Frequently affected by the disease are the lungs, skin, eyes and musculoskeletal system but the lungs are affected in 90% of patients. Patients often have nonspecific symptoms, such as general weakness, arthralgia and reduced exercise capacity.2 Limited exercise tolerance could be explained by peripheral muscle weakness and exercise intolerance caused by fatigue and both can be caused by several factors, such as decreased lung function, negative vicious circle of physical deconditioning, and corticosteroid-induced myopathy.3
Studies have reported inspiratory muscle weakness in patients with sarcoidosis ranging from 16.7% up to 45% and expiratory muscle weakness has been found to be decreased up to 40%.3–6
Correlations have been observed between reduced respiratory muscle strength and exercise-induced dyspnea, especially in the advanced stages of the disease.4,5 Moreover, Kabitz et al demonstrated that inspiratory muscle strength is strongly predictive for dyspnea and functional exercise capacity.4
The 6-minute walk test (6MWT) is widely used to evaluate exercise capacity and previous studies have found that the distance walked in the test has been reduced in patients with sarcoidosis compared to healthy subjects.7,8
Some authors are reporting that impaired inspiratory muscle strength is an important factor in the reduced six-minute walking distance (6MWD).4 Two studies showed that 6MWD was reduced (<400m) in the majority of patients with sarcoidosis. This was caused by skeletal muscle weakness or reduced peripheral muscle strengths.7,8 While these authors found that the limiting factor was skeletal muscle weakness or reduced peripheral muscle strength, Wirnsberger et al found that the limiting factor was reduced respiratory strength and endurance time.6
However, studies on physical activity measured objectively in patients with sarcoidosis are quite limited, and the results are contradictory. One author found that physical activity and fatigue are reduced in patients with sarcoidosis compared to predicted values,9 while Saligan did not find significant differences between patients with sarcoidosis and control subjects.10
Given the fact that literature results are contradictory and physical assessment in patients with sarcoidosis remains limited, the objective of this study was to assess and compare the physical activity and respiratory muscle strength of patients with different stages of sarcoidosis.
Materials and Methods
Study Design and Patients
This was a retrospective cohort study in which patients were included from a database for interstitial lung diseases of the hospital “Victor Babes” in Timisoara. Since 2003, 386 patients were included from which 107 patients are with sarcoidosis. The diagnosis for sarcoidosis was established according to the guidelines: after the clinical exam, chest radiography or computer tomography scan.11 Histopathologic examination was performed on patients with insufficient clinical-imagistic features for a confident diagnostic The division on stages has been made according to chest radiography and/or computer tomography.11
From the 107 patients with sarcoidosis, 57 were included in this study. A number of 50 patients were excluded due to the lack of several tests such as King`s Sarcoidosis Questionnaire (KSQ), Maximal Inspiratory/Expiratory Pressure test (MIP/MEP) or 6MWT. All the tests were performed when the patient’s diagnosis was confirmed and according to the American Thoracic Society (ATS) guideline.12,13 The control group was formed of healthy volunteers who agreed to participated in the study. The study was approved by the ethic committee of the hospital (nr.6241/24/08/2020).
Assessing Lung Function
To determine the lung function, patients performed spirometry and diffusing capacity of lung for carbon monoxide (DLCO) test using the COSMED Q-Box and Quark COSMED.12
Assessing Functional Capacity
To evaluate the functional capacity, patients performed the 6MWT which measures the distance an individual can walk in six minutes.

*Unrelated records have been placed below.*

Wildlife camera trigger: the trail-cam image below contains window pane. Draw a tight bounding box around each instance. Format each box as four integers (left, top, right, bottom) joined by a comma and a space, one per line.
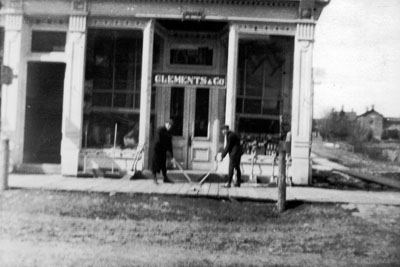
236, 97, 243, 113
244, 99, 261, 114
32, 31, 67, 52
170, 47, 213, 66
92, 93, 112, 107
82, 112, 139, 148
194, 88, 210, 137
262, 100, 280, 115
170, 87, 185, 136
114, 94, 133, 108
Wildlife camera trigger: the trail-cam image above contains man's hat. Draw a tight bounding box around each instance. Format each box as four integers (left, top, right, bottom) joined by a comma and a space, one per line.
221, 124, 229, 130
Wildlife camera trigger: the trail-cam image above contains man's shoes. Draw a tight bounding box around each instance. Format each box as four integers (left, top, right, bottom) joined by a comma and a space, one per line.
163, 177, 174, 184
223, 183, 231, 188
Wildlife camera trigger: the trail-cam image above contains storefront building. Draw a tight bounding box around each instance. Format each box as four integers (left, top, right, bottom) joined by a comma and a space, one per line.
1, 0, 328, 184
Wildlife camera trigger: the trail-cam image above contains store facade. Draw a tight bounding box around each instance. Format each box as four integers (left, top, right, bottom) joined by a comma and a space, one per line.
1, 0, 328, 184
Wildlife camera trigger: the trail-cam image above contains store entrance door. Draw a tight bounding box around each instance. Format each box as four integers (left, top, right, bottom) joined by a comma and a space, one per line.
170, 87, 212, 169
23, 62, 65, 164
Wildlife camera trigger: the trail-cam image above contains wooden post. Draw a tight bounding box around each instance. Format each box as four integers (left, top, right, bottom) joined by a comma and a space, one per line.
0, 139, 10, 192
277, 144, 286, 213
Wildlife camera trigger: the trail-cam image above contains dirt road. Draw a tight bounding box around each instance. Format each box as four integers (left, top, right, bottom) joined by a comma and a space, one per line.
0, 190, 400, 267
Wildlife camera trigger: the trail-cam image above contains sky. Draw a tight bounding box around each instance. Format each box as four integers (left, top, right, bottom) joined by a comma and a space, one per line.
313, 0, 400, 118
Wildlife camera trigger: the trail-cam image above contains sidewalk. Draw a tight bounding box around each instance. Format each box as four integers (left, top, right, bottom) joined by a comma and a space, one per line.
8, 174, 400, 205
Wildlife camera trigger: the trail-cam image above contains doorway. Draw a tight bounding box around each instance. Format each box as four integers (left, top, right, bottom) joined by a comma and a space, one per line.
170, 87, 212, 169
23, 62, 65, 164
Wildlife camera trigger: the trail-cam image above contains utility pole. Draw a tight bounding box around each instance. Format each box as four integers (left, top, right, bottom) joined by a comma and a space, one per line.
277, 141, 286, 213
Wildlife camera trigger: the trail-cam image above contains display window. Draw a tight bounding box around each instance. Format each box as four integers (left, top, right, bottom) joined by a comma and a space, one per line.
82, 29, 150, 151
236, 37, 286, 154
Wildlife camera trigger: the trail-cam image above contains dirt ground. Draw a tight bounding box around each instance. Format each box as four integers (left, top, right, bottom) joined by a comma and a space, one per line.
311, 139, 400, 191
0, 189, 400, 267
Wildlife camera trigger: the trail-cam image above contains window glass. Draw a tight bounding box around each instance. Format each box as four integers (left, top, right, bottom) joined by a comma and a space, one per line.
170, 87, 185, 136
236, 36, 293, 153
170, 47, 213, 66
31, 31, 67, 52
82, 30, 143, 151
194, 88, 210, 137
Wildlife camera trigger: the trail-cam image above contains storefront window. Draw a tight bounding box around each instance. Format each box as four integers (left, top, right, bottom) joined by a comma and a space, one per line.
31, 31, 67, 52
170, 87, 185, 136
82, 30, 142, 148
194, 88, 210, 137
236, 37, 285, 153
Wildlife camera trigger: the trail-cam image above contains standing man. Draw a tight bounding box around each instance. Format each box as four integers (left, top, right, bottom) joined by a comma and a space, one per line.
151, 120, 175, 184
220, 125, 243, 187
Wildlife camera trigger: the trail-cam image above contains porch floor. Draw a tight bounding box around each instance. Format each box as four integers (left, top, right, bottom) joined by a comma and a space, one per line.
8, 173, 400, 205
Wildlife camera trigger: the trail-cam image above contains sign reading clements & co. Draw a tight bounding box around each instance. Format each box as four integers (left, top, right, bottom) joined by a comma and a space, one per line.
153, 73, 226, 88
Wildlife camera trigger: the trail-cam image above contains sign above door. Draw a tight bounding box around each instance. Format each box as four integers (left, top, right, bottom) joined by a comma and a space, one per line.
153, 73, 226, 89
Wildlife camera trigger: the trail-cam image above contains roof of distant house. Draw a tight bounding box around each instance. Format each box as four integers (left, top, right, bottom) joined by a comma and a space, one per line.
385, 117, 400, 123
357, 108, 383, 118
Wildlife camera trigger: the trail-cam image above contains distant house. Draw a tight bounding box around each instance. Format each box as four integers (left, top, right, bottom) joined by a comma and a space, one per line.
357, 107, 385, 140
383, 118, 400, 132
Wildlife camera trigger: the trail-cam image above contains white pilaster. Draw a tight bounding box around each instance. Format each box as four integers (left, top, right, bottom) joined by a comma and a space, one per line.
61, 14, 86, 176
139, 20, 154, 168
1, 11, 27, 168
291, 23, 315, 184
225, 24, 239, 130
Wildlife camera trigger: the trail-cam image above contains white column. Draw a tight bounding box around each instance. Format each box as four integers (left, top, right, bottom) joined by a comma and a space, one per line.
139, 20, 154, 168
225, 24, 239, 130
61, 14, 86, 176
291, 23, 315, 184
1, 11, 27, 168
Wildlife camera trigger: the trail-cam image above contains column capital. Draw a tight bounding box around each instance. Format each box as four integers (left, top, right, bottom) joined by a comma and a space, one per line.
296, 22, 315, 42
5, 11, 24, 31
68, 12, 87, 32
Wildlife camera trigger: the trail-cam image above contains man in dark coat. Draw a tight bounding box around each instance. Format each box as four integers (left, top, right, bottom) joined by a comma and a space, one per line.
220, 125, 243, 187
151, 120, 174, 184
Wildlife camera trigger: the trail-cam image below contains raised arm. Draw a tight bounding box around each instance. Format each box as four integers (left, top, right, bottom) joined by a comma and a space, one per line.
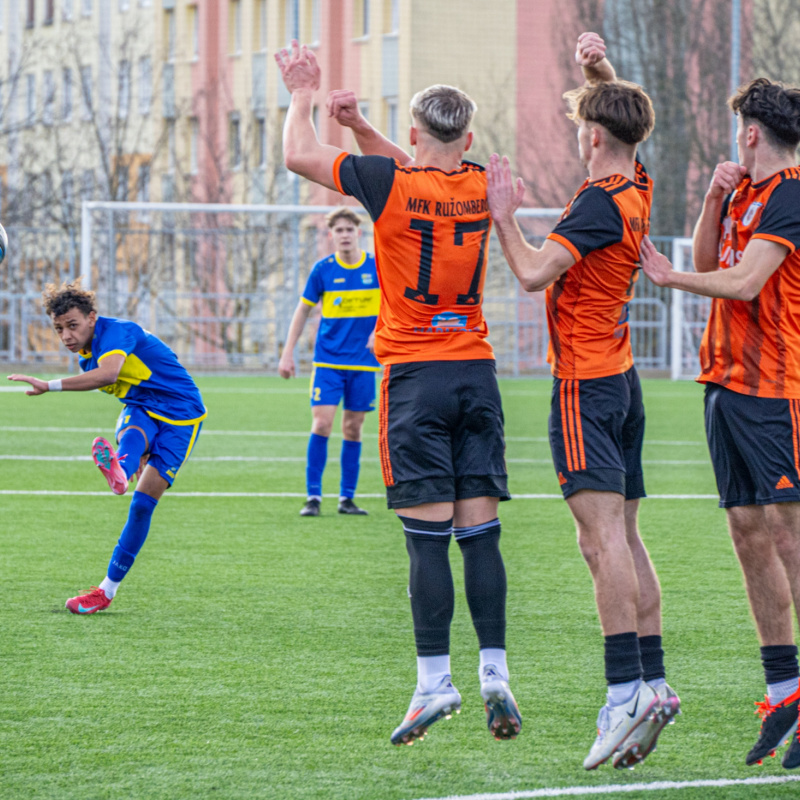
325, 89, 413, 166
486, 153, 575, 292
692, 161, 747, 272
575, 31, 617, 83
275, 40, 343, 189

It is a simple test that requires no special equipment or advanced training for the physicians and is considered to be the substitute of the gold standard cardiopulmonary exercise test (CPET).14
Respiratory muscle strength was determined with the COSMED Q-Box device by measuring the MIP and MEP. These measures are simple, non-invasive, and have established diagnostic and prognostic value. Maximal Inspiratory Pressure determines the strength mainly of the diaphragm and other inspiratory muscles, while Maximal Expiratory Pressure determines the strength of mainly the abdominal muscles and other expiratory muscles.15
Assessing Dyspnea and Exertion
The modified Borg scale is a 0 to 10 rated numerical score used to measure dyspnea and leg fatigue reported by the patient.16
Assessing Patients’ General Health
The impact of sarcoidosis on various aspect of the patient’s life was determined with the King`s Sarcoidosis Questionnaire, which is a validated questionnaire for patients with sarcoidosis.17 The questions are related to how sarcoidosis has affected the patients’ health. The KSQ is a self-administered questionnaire composed of 29 questions in total, divided into 5 categories: General Health (10 items), Lung (6 items), Skin (3 items), Eye (7 items) and Medications (3 items). Each item is expressed by a Likert scale with 7-points. Results are given as a number between 1–100 with higher numbers indicating better health.17
Statistical Analysis
Statistical data analysis was performed using the SPSS v.20 software (SPSS Inc., Chicago, IL, USA). The graphical representations were done using GraphPad Prism v. 9.1 software. The statistical significance was established considering the threshold p-value < 0.05, and, for estimating intervals, a value of 0.95 was considered as the confidence level.
Continuous data with normal distribution were described as mean (± standard deviation), while continuous data with other distributions were presented as median (interquartile range). Absolute frequency (percentage) was used to describe nominal data. The distributions of continuous data were checked for normality by applying the Kolmogorov–Smirnov’s test, while the Levene’s test was applied to verify the equality of variances.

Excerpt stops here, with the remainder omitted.